Les chiffres défilaient encore sur l'écran et dans sa tête. Il se disait, avec amusement, que la voix dans sa tête n'était jamais la même à chaque nombre. Est-ce que chaque nombre n'obéissait qu'à sa propre musique ? Le temps passait et bientôt les bureaux arrivaient à l'heure de leur fermeture. C'était l'heure où il s'endormait, écrasé par la fatigue et par le bruit monotone des climatiseurs. Il serait réveillé plus tard, par un des employés du bureau, venu lui dire qu'il fallait partir et revenir un autre jour. Un autre jour... c'est-à-dire demain. Il repartait alors avec son sac noir, dans la poussière et la chaleur, attendre ailleurs que le jour s'éteigne. Certains des employés le regardaient, se demandant d'où il pouvait bien venir. Il avait un accent, mais personne ne saurait vraiment dire lequel. Et il aurait bien pu être de Naples ou de Tbilissi, difficile à dire. Mais qu'est-ce que quelqu'un de Naples ou de Tbilissi viendrait faire ici, dans ce pays ? Il n'y avait rien à faire ici, disait-on. Et pourtant, il était là, et s'il revenait tous les jours, c'est bien parce qu'il avait l'intention de rester. Mais pourquoi ? Quelqu'un lui avait demandé une fois pourquoi il s'obstinait à vouloir prolonger son séjour ici. Il disait qu'il voulait vivre dans un pays où il ne pleut pas.

 

- Moi vraiment, disait un des employés du bureau en tenant son thé, je vous jure, si j'avais le choix, je me casserais d'ici. Qu'est-ce qu'il y a à faire, franchement, à part attendre que rien ne se passe ?

 

Un autre des employés, du même âge que lui, n'était pas d'accord.

 

- Il ne faut pas parler comme ça de ton pays. Ton pays est grand, et si dieu veut, il changera pour le mieux.

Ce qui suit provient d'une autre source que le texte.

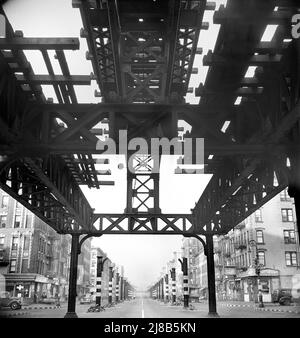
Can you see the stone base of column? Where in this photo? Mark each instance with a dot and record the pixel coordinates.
(71, 315)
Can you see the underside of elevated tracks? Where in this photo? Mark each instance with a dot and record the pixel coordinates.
(143, 56)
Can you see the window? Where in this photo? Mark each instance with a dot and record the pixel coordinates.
(4, 203)
(15, 242)
(13, 264)
(259, 236)
(289, 236)
(2, 238)
(258, 215)
(3, 221)
(287, 215)
(261, 258)
(291, 258)
(24, 265)
(26, 245)
(17, 221)
(284, 196)
(27, 221)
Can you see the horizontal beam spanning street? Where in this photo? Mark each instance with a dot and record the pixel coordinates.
(36, 149)
(39, 43)
(55, 79)
(131, 108)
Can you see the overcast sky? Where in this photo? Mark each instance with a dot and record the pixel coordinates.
(142, 256)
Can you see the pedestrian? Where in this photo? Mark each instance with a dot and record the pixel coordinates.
(57, 296)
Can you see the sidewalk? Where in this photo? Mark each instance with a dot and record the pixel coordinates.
(271, 307)
(42, 306)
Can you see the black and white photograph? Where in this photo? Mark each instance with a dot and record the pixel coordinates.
(149, 163)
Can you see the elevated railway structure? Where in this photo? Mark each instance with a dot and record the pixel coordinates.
(142, 54)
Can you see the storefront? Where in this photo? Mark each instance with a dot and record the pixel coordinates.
(266, 282)
(31, 287)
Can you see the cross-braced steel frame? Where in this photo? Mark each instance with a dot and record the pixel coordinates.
(142, 55)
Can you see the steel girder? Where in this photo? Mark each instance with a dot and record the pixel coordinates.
(44, 184)
(139, 223)
(240, 185)
(142, 52)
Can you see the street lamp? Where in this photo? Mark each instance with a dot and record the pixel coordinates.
(257, 266)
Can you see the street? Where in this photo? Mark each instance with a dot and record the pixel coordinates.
(149, 308)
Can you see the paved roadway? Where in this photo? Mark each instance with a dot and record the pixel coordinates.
(148, 308)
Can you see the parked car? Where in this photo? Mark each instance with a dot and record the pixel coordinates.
(7, 301)
(86, 299)
(48, 300)
(282, 296)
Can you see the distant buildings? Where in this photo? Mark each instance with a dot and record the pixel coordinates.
(120, 287)
(266, 242)
(260, 254)
(34, 259)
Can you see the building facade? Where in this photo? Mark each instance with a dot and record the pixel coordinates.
(35, 259)
(261, 253)
(118, 279)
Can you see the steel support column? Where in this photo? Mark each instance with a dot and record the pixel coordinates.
(117, 287)
(212, 306)
(167, 287)
(173, 276)
(110, 285)
(294, 187)
(73, 278)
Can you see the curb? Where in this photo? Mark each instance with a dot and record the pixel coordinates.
(261, 309)
(40, 307)
(14, 314)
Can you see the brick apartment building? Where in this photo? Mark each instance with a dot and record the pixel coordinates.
(96, 251)
(267, 240)
(34, 258)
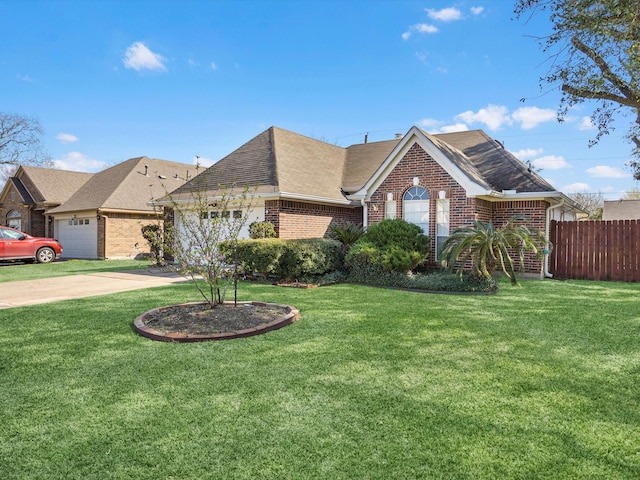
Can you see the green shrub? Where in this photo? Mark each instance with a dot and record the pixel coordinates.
(262, 230)
(257, 256)
(391, 245)
(287, 259)
(310, 257)
(432, 282)
(400, 233)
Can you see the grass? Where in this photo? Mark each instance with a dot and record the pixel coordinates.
(10, 272)
(534, 382)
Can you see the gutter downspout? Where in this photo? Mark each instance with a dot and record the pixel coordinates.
(365, 214)
(105, 218)
(548, 274)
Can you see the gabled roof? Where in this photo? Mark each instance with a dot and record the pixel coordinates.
(52, 186)
(498, 168)
(288, 165)
(129, 185)
(22, 190)
(477, 162)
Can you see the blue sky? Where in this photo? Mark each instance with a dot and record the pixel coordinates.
(112, 80)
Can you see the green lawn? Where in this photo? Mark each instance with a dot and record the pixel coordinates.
(10, 272)
(534, 382)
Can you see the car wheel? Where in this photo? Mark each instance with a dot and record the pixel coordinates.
(45, 255)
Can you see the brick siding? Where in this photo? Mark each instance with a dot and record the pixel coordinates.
(120, 235)
(463, 211)
(307, 220)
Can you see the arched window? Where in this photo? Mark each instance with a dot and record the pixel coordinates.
(415, 207)
(14, 219)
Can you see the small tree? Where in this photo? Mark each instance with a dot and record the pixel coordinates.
(488, 248)
(592, 202)
(202, 224)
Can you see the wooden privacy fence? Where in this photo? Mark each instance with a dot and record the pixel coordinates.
(596, 250)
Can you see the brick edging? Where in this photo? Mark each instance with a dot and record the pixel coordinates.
(292, 314)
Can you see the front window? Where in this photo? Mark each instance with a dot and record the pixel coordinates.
(442, 222)
(14, 220)
(415, 207)
(390, 209)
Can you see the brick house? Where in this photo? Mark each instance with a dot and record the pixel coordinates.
(439, 182)
(103, 218)
(31, 192)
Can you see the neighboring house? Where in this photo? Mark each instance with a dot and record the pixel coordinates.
(104, 217)
(32, 192)
(439, 182)
(621, 210)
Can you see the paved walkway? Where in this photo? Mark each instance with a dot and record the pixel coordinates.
(31, 292)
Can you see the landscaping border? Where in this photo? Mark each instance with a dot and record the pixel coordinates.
(291, 315)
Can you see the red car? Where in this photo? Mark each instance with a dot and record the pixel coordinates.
(17, 245)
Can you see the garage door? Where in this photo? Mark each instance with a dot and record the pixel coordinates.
(78, 236)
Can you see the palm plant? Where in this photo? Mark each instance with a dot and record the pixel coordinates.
(487, 247)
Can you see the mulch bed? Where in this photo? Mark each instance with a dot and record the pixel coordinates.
(201, 319)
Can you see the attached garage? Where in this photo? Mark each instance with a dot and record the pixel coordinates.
(78, 236)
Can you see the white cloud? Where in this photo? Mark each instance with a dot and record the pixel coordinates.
(429, 123)
(604, 171)
(550, 162)
(576, 188)
(67, 138)
(456, 127)
(79, 162)
(586, 124)
(531, 117)
(419, 28)
(493, 116)
(528, 153)
(444, 15)
(139, 57)
(436, 126)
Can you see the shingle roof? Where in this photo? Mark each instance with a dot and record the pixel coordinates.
(54, 186)
(22, 190)
(487, 161)
(283, 162)
(278, 160)
(126, 187)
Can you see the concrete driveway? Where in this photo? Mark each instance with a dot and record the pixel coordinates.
(31, 292)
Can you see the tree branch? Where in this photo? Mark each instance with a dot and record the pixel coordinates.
(628, 97)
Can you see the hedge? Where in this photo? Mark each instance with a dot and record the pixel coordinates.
(286, 259)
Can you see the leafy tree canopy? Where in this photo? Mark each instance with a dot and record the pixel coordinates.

- Et bien moi, je préfère aller voir ailleurs. Il fait trop chaud au Caire en été, je te jure, chaque jour je perds un kilo.

- Si tu perdais un kilo chaque jour, ça se verrait. Regarde-toi, tu ne rentres plus dans tes pantalons.

- C'est parce qu'ils rétrécissent au lavage, c'est tout.

- C'est toi qui rétrécis au lavage.

- Par dieu, laisse-moi tranquille, imbécile.

 

Et alors ils refermaient les portes de leur étage et il s'en allaient vers la ville, eux aussi. Ils iraient peut-être manger un morceau au bord de la route, un sandwich au foie ou au poisson frit. Ils iraient peut-être boire un thé à une terrasse, devant un match de foot. Ils ne verraient pas, alors, comme la poussière de la ville se transforme, à l'heure du coucher du soleil. Et ils ne verraient pas, ensuite, les chouettes voler furtivement entre deux lampadaires. Et ils ne verraient pas, enfin, l'homme patient du banc marcher entre les voitures garées de Garden City, puis sur le pont de Qasr al Nil, à regarder les bateaux lumineux, et éclatants de musique saturée, glisser sous les ombres terribles du béton.